Launched in 2015, the initiative began with the UK’s largest solar carport, followed by a 200 kWp rooftop system in 2018. The new installation is projected to deliver around 257,752 kWh annually, cutting carbon emissions by approximately 60 tonnes annually. Over 30 years, the centre expects to save £3.66 million in electricity costs and reduce gas expenses by more than £315,000.

The project was led by Nottingham City Council’s Environment and Sustainability team, with technical oversight from senior project officers and support from the council’s carbon reduction services team. The system meets rigorous industry standards, including ENA G99 and MCS certification.

This development positions Harvey Hadden as one of the largest solar-powered leisure centres in the UK. It highlights the role of clean energy in driving down costs across public infrastructure.

UK business confidence softens but remains above average

According to Lloyds Bank’s latest survey, UK business confidence declined in April, falling 10 points to 39%. While this marks a slowdown after a strong first quarter, sentiment remains higher than at the start of the year and above the 20-year average of 29%.

The shift was driven by a drop in economic optimism, which fell to 28%, the lowest level this year. Fewer businesses expect improvements in the broader economy, reflecting ongoing concerns over global trade dynamics and market volatility.

Trading outlooks remain relatively strong despite a seven-point dip to 50%. Confidence around hiring also edged slightly, but remains among the highest post-pandemic levels. Pay expectations eased modestly, though projections for larger wage increases are broadly unchanged from last year.

More firms plan to raise prices, with price expectations climbing seven points to 68%. The share of businesses expecting to cut prices held steady at 2%.

Sector performance was mixed. Construction saw the steepest confidence decline, down 22 points. Retail and services also slipped, while manufacturing held steady. Regionally, most areas saw flat or declining sentiment, though the North East and East of England bucked the trend with notable gains.

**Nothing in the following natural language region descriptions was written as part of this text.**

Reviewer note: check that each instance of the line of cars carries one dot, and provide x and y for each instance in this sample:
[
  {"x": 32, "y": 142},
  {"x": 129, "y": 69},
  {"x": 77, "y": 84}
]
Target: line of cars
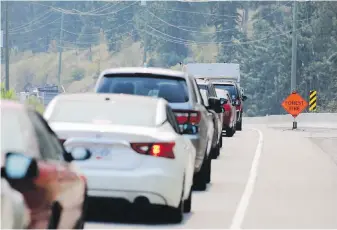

Job-creating fleet management centre planned for Toyota Material Handling UK in Leicestershire

Property company Hortons has submitted a planning application for a new fleet management centre that will secure the long-term future of Toyota Material Handling UK (TMHUK) in Leicestershire. Plans have been brought forward for a 175,000 sq ft purpose-built facility at Old Dalby Business Park, where the forklift and warehouse equipment manufacturer, TMHUK, has been based for over 20 years. The new facility will be constructed on the site of a former industrial building that was previously located on the ex-Ministry of Defence estate. It will include production and workshop areas, sustainable office space, indoor and outdoor storage, and a secure yard. Designed to achieve an EPC A+ rating, the building will be operational by Q1 2027, subject to planning approval. TMHUK currently re-manufactures, repairs and prepares more than 12,000 trucks per year at its existing Old Dalby site. Stuart Reilly, TMHUK’s director – rental & used, said that the new unit will support around 150 jobs and represents a major investment in the firm’s continued growth. He said: “TMHUK are delighted to remain on site at Old Dalby and further develop our Fleet Management Centre. This is the biggest investment project of the year and will ensure we continue to be able to provide sustainable customer success to secure, create and grow new employment in the area.” Jeremy Boothroyd of Hortons said: “We’re proud to be working with TMHUK on this strategically important development. “The new centre will deliver modern, sustainable industrial space that will enhance TMHUK’s operational efficiency and support its growth plans. It’s one of several projects which are significantly improving the quality of accommodation across Old Dalby Business Park.” Hortons has also submitted a planning application for a second unit of 25,000 sq ft on an adjacent plot as part of its ongoing investment in Old Dalby Business Park. It has recently refurbished a 67,000 sq ft unit, now available for occupation.